Let $A$ be a $C^*$-algebra which is not $W^*$ (i.e. it has no predual Banach space). Is it possible that there exists a Banach space $X$ such that $X^{**}=A^*?$ This is the next best thing and, as shown by David Gao, this would correspond to a minimal closed, weakly$^*$-dense subspace of $A^*.$ As of right now, it is not clear whether a minimal closed, weakly$^*$-dense subspace exists for any such $A$ so this is of great interest to me.

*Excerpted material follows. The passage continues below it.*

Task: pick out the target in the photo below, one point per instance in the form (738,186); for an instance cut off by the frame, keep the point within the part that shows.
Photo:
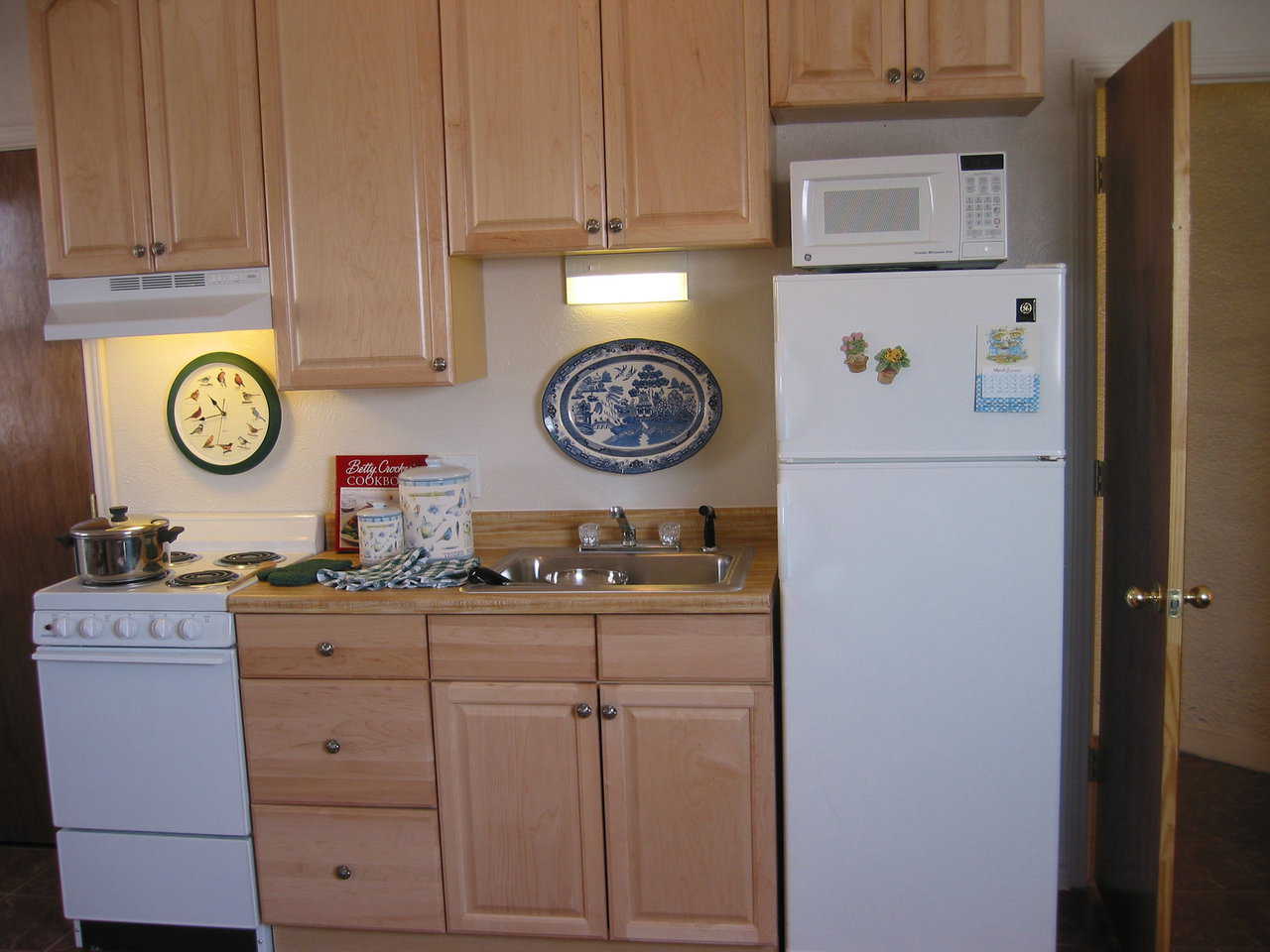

For example, if $A=c_0,$ then it has no predual. Moreover, $\ell^1=c_0^*$ has no bipredual, by Onur Oktay. One example I would be very interested in is $A=K(H)$ for separable $H.$ Then is $A^*=L^1(H)$ the bidual of some Banach $X?$
Update: If $A^*=X^{**},$ then $A^{**}=X^{***}$ is a W$^*$-algebra which is the third dual of a Banach space. The article Onur provided shows that, in this case, $X$ is the predual of a W$^*$-algebra. Thus, there exists some W$^*$-algebra $B$ s.t. $B=X^*,$ so $B^*=A^*,$ but it is then not clear that $B$ is $*$-isomorphic to $A.$
The question can be rephrased (equivalently): Let $A$ be C$^*$, $B$ be W$^*$, and suppose $A^*$ is isometrically isomorphic to $B^*.$ Is it necessary that $A$ is W$^*$? If it helps, you also have that $A^{**}$ and $B^{**}$ are $*$-isomorphic W$^*$'s.
Some ideas: By Sakai, $B^*\cong B_*\oplus B^*_s$, thus $A^*\cong X\oplus B^*_s.$ Therefore, we have that $X$ is complemented in $A^*$.